By 苏剑林 | Nov 04, 2016
Preface
In the "Understanding Riemannian Geometry" series, I shared some "geometric" insights into Riemannian geometry, while leaving one question behind: how do we actually calculate the Riemann tensor? MTW's Gravitation mentions a method based on exterior calculus, but I was unfamiliar with exterior calculus, so I set out to learn it. Indeed, it was the efficient steps for calculating the curvature tensor in Gravitation that made me decide to delve deeper into exterior calculus. As it turns out, efficiency is a powerful primary motivator.
This series of articles mainly shares some insights from learning exterior calculus. It has undergone multiple revisions and improvements and covers a wide range of content, such as exterior products, moving frames, exterior derivatives, and their applications in Riemannian geometry, finally concluding with an effective way to calculate curvature.
Notation Notes: In this series, bold letters represent vectors, matrices, and bases; ordinary letters represent scalars, which may be scalar functions or vector components. Unless otherwise specified, $n$ represents the dimension of the space (manifold). Einstein summation convention is used throughout, where identical upper and lower indices imply summation from $1$ to $n$, i.e., $\alpha_{\mu}\beta^{\mu}=\sum_{\mu=1}^{n} \alpha_{\mu}\beta^{\mu}$. Conventionally, the subscript is written first, for example, $\alpha_{\mu}\beta^{\mu}$ is effectively the same as $\beta^{\mu}\alpha_{\mu}$, but it is standard practice to write the former. Common notations include: $\mu, \nu$ for component indices, $x^{\mu}$ for coordinate components, $dx^{\mu}$ for components of tangent vectors (differentials), and Greek letters like $\alpha, \beta, \omega$ for differential forms. Symbols may be reused, but their meanings are typically explained near their appearance, so there should be no confusion.
Finally, I should mention that I don't yet have a particularly strong intuition for exterior calculus, so there may be errors in the articles. I hope readers will forgive them and point them out. This series is titled "An Introduction to Exterior Calculus" (literally "Shallow Talk"); it is not out of modesty—my understanding really is shallow, and my explanations are quite basic~
Vector Inspiration
Since we first learned the concept of vectors in high school, vectors have involved two methods of operation. One is to establish a coordinate system and use coordinates for computation; the other is to operate directly using vector rules. To deal with solid geometry in college entrance exams, students tend to practice coordinate-based calculations more—the language of components. However, component language sometimes hinders our understanding of vectors as "objective entities," and component language is not always the simplest approach. For example, consider the following simple problem:
Let $\boldsymbol{A}, \boldsymbol{B}$ be two vectors of equal magnitude. Prove that $\boldsymbol{A}-\boldsymbol{B}$ is perpendicular to $\boldsymbol{A}+\boldsymbol{B}$.

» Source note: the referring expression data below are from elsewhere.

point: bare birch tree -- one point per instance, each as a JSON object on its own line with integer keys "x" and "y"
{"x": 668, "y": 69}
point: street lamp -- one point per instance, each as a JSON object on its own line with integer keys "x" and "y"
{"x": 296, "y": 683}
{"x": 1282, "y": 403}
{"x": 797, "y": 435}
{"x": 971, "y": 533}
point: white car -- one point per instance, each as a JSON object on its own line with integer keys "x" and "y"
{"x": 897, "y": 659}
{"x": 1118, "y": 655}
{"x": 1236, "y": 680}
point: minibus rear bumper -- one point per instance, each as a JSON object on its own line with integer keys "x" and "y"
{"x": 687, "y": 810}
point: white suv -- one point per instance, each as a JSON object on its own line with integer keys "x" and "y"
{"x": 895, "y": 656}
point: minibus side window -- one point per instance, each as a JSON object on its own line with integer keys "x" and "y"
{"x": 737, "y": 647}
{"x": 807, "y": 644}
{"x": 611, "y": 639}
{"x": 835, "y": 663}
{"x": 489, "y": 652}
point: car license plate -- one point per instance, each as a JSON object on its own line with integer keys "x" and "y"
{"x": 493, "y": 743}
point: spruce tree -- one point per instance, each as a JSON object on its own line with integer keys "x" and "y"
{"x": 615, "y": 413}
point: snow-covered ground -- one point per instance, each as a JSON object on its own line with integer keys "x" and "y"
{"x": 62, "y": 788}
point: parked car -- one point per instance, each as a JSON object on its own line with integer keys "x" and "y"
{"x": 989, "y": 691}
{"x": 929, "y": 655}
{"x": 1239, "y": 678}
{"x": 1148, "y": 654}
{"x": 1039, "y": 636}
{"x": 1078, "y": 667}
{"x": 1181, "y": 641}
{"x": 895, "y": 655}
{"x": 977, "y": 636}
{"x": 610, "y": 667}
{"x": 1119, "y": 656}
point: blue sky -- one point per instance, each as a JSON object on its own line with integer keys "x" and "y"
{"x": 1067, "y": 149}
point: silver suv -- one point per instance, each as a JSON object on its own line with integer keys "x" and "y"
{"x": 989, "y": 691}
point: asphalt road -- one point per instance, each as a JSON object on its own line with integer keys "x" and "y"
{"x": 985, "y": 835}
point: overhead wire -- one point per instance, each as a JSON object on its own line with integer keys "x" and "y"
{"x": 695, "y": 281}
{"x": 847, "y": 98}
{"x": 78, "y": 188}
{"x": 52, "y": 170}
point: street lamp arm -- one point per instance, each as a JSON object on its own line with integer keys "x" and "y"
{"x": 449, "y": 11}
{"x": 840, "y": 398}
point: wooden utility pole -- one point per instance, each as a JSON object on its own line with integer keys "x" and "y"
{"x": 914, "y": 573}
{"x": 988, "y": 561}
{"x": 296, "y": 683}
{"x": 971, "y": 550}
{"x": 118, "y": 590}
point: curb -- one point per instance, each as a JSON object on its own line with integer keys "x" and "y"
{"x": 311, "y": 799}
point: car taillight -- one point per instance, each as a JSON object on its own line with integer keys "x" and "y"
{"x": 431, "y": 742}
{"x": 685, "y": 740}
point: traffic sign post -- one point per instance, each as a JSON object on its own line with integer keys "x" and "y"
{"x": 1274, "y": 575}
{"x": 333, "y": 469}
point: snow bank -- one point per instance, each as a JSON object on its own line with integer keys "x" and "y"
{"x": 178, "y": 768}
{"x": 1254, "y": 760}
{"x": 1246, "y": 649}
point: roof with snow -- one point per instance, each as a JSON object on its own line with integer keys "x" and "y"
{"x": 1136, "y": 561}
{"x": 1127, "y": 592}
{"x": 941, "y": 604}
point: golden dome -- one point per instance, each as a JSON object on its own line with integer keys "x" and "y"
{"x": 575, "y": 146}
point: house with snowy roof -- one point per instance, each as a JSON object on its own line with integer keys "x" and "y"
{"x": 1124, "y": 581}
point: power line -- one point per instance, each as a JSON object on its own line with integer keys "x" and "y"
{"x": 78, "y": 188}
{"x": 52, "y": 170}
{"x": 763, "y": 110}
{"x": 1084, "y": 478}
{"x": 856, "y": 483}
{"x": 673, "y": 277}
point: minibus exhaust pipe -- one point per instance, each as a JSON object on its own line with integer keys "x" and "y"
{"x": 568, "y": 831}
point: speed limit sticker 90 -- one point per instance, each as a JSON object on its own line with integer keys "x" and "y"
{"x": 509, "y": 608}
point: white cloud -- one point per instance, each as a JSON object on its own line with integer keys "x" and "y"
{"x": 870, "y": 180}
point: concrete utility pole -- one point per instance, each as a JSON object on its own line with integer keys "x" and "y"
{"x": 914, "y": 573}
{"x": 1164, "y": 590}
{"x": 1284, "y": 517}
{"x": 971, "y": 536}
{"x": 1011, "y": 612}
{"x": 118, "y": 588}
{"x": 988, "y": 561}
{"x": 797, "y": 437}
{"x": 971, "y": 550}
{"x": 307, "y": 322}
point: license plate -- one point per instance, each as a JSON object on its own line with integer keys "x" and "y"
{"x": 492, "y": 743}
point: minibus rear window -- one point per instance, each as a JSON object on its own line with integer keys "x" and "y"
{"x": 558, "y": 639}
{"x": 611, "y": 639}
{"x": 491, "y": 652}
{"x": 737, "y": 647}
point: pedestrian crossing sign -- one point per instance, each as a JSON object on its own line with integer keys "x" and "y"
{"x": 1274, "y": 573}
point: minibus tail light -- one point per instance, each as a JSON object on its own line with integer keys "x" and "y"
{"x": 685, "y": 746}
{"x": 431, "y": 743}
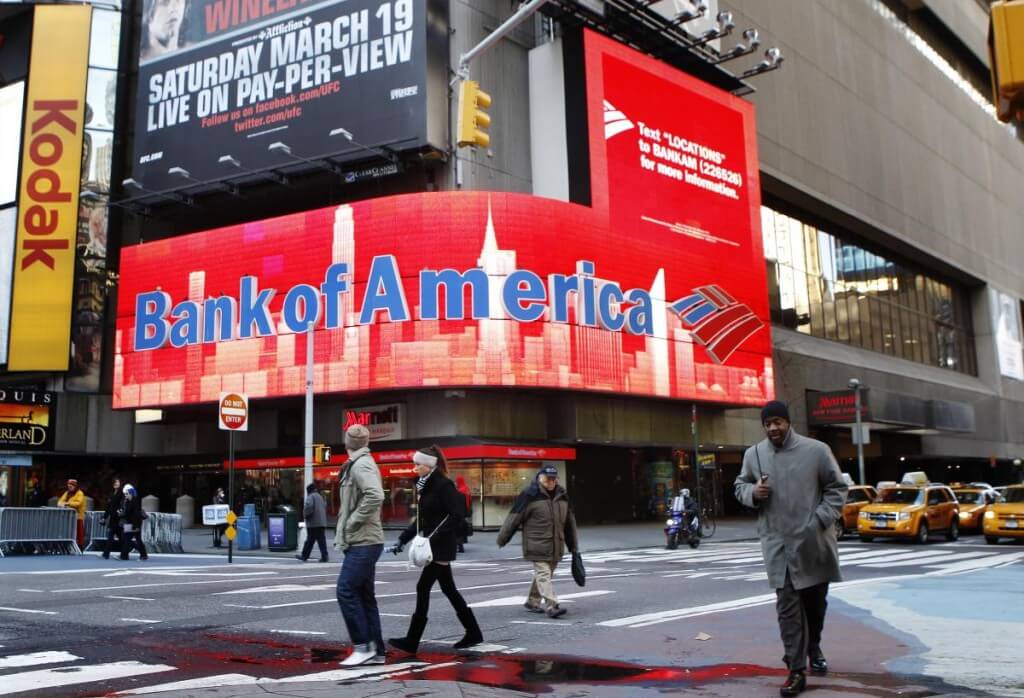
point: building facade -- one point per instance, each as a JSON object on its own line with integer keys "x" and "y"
{"x": 884, "y": 211}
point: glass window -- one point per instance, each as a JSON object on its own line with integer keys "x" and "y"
{"x": 100, "y": 98}
{"x": 842, "y": 318}
{"x": 768, "y": 231}
{"x": 853, "y": 311}
{"x": 105, "y": 39}
{"x": 11, "y": 99}
{"x": 502, "y": 484}
{"x": 837, "y": 290}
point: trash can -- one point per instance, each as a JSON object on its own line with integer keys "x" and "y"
{"x": 283, "y": 529}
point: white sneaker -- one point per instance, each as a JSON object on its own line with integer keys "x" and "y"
{"x": 360, "y": 655}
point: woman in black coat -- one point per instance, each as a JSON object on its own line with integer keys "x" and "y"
{"x": 440, "y": 509}
{"x": 131, "y": 516}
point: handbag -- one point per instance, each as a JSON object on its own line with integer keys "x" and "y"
{"x": 419, "y": 550}
{"x": 579, "y": 572}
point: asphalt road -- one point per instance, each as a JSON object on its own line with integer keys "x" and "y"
{"x": 908, "y": 619}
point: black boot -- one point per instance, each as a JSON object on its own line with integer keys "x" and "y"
{"x": 473, "y": 635}
{"x": 411, "y": 643}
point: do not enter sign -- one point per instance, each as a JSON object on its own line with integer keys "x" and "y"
{"x": 232, "y": 411}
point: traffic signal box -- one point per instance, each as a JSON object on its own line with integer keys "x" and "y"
{"x": 1006, "y": 51}
{"x": 472, "y": 119}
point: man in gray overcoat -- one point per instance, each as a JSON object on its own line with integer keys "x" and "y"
{"x": 798, "y": 489}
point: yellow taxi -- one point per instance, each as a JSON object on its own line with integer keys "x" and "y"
{"x": 1005, "y": 519}
{"x": 856, "y": 498}
{"x": 910, "y": 511}
{"x": 973, "y": 502}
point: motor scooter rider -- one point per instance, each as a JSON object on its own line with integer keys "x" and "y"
{"x": 685, "y": 504}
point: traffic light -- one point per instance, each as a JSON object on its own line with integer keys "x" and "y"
{"x": 1006, "y": 48}
{"x": 322, "y": 453}
{"x": 472, "y": 119}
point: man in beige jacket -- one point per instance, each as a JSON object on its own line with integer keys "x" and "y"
{"x": 360, "y": 536}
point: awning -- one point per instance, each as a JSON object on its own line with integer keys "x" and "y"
{"x": 383, "y": 457}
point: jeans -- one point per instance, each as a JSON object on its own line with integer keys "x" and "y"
{"x": 801, "y": 619}
{"x": 355, "y": 595}
{"x": 314, "y": 534}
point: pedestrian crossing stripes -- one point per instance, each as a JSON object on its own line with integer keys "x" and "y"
{"x": 743, "y": 561}
{"x": 57, "y": 677}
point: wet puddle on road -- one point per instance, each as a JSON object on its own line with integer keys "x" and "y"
{"x": 516, "y": 671}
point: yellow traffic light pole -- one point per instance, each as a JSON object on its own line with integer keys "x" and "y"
{"x": 473, "y": 121}
{"x": 1006, "y": 51}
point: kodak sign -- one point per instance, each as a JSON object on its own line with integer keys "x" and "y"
{"x": 47, "y": 208}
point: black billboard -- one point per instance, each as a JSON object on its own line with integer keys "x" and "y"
{"x": 222, "y": 78}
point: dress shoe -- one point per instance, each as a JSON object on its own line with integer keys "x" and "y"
{"x": 555, "y": 611}
{"x": 795, "y": 684}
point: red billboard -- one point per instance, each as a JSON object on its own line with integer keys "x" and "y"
{"x": 657, "y": 289}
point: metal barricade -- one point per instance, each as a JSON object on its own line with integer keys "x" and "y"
{"x": 162, "y": 532}
{"x": 45, "y": 530}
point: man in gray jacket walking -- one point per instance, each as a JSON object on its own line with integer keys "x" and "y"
{"x": 360, "y": 536}
{"x": 314, "y": 513}
{"x": 796, "y": 484}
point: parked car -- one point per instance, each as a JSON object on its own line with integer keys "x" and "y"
{"x": 973, "y": 503}
{"x": 910, "y": 512}
{"x": 857, "y": 497}
{"x": 1005, "y": 519}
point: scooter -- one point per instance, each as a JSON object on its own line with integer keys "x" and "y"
{"x": 677, "y": 529}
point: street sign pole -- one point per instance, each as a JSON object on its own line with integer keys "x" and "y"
{"x": 232, "y": 416}
{"x": 230, "y": 490}
{"x": 307, "y": 470}
{"x": 859, "y": 434}
{"x": 696, "y": 453}
{"x": 307, "y": 473}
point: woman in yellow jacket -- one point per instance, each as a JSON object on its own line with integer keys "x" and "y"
{"x": 75, "y": 498}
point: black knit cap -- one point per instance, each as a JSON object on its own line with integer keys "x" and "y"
{"x": 774, "y": 408}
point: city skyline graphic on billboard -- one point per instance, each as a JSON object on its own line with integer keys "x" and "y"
{"x": 656, "y": 290}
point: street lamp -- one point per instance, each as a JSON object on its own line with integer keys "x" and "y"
{"x": 386, "y": 154}
{"x": 233, "y": 162}
{"x": 285, "y": 149}
{"x": 859, "y": 433}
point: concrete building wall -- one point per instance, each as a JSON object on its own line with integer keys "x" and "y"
{"x": 504, "y": 73}
{"x": 860, "y": 118}
{"x": 865, "y": 130}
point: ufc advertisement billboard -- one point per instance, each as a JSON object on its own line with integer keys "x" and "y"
{"x": 656, "y": 290}
{"x": 231, "y": 77}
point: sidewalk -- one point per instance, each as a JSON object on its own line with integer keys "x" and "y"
{"x": 481, "y": 546}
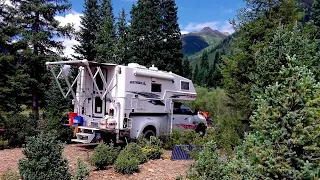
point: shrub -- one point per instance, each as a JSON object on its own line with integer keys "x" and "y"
{"x": 209, "y": 165}
{"x": 127, "y": 165}
{"x": 104, "y": 155}
{"x": 3, "y": 144}
{"x": 133, "y": 150}
{"x": 82, "y": 172}
{"x": 18, "y": 128}
{"x": 43, "y": 159}
{"x": 10, "y": 175}
{"x": 152, "y": 148}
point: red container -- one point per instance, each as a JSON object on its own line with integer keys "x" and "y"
{"x": 71, "y": 116}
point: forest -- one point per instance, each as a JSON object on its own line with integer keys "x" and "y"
{"x": 261, "y": 87}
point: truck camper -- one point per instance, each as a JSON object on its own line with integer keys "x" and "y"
{"x": 125, "y": 101}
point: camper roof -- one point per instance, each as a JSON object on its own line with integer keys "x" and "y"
{"x": 80, "y": 63}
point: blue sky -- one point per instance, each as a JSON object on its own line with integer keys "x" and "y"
{"x": 193, "y": 14}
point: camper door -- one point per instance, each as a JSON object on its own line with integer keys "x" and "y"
{"x": 99, "y": 106}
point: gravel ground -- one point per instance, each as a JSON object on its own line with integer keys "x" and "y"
{"x": 160, "y": 169}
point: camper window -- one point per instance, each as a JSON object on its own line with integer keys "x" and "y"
{"x": 184, "y": 85}
{"x": 155, "y": 87}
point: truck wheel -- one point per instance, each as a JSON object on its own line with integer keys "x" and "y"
{"x": 201, "y": 129}
{"x": 148, "y": 132}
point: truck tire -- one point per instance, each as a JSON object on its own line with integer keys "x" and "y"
{"x": 148, "y": 132}
{"x": 201, "y": 129}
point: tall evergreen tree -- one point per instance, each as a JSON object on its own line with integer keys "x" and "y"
{"x": 257, "y": 23}
{"x": 187, "y": 69}
{"x": 315, "y": 13}
{"x": 195, "y": 75}
{"x": 89, "y": 28}
{"x": 121, "y": 49}
{"x": 37, "y": 28}
{"x": 106, "y": 37}
{"x": 172, "y": 45}
{"x": 145, "y": 34}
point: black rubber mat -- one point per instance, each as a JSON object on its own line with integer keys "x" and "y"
{"x": 180, "y": 152}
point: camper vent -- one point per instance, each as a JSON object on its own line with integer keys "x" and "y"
{"x": 136, "y": 65}
{"x": 153, "y": 68}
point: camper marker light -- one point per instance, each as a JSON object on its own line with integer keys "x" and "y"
{"x": 66, "y": 69}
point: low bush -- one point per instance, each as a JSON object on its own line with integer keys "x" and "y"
{"x": 129, "y": 159}
{"x": 43, "y": 159}
{"x": 82, "y": 172}
{"x": 135, "y": 151}
{"x": 18, "y": 127}
{"x": 152, "y": 148}
{"x": 3, "y": 144}
{"x": 127, "y": 165}
{"x": 104, "y": 155}
{"x": 209, "y": 165}
{"x": 10, "y": 175}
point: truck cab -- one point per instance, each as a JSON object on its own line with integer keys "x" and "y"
{"x": 184, "y": 118}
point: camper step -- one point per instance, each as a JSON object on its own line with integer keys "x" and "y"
{"x": 80, "y": 140}
{"x": 84, "y": 134}
{"x": 88, "y": 128}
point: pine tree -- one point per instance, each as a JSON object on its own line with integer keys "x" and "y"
{"x": 172, "y": 45}
{"x": 13, "y": 88}
{"x": 315, "y": 13}
{"x": 187, "y": 69}
{"x": 145, "y": 34}
{"x": 106, "y": 37}
{"x": 284, "y": 143}
{"x": 257, "y": 23}
{"x": 38, "y": 26}
{"x": 44, "y": 159}
{"x": 87, "y": 35}
{"x": 121, "y": 49}
{"x": 195, "y": 75}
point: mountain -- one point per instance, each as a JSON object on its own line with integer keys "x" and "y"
{"x": 195, "y": 42}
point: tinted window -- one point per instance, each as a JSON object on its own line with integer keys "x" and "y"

The standard answer to this question should be $(\boldsymbol{A}-\boldsymbol{B})\cdot (\boldsymbol{A}+\boldsymbol{B}) = \boldsymbol{A}^2 - \boldsymbol{B}^2 = 0$, thus proving that $\boldsymbol{A}-\boldsymbol{B}$ is perpendicular to $\boldsymbol{A}+\boldsymbol{B}$. I believe nobody would want to establish a coordinate system, specify every component, and then compute. Moreover, this conclusion holds for any $n$-dimensional space, whereas once a coordinate system is established, it implies fixing the dimension of the space, specializing a general conclusion. That is to say, there exists a pure vector formal language that has a unique advantage in describing and operating on vectors as "objective entities."
Note: In this article and the "Understanding Riemannian Geometry" series, from the perspective of tensor language, vectors are all contravariant vectors. In fact, I believe the concepts of covariance and contravariance are unnecessary; "true" vectors are all contravariant, while so-called covariant vectors are purely defined. From a geometric perspective, one can successfully complete all necessary tasks without the concepts of contravariance and covariance. We don't need to know whether a quantity is covariant or contravariant; we only need to judge whether it is a geometric quantity. This approach might make deriving certain algebraic expressions more difficult, but the conceptual understanding is much deeper.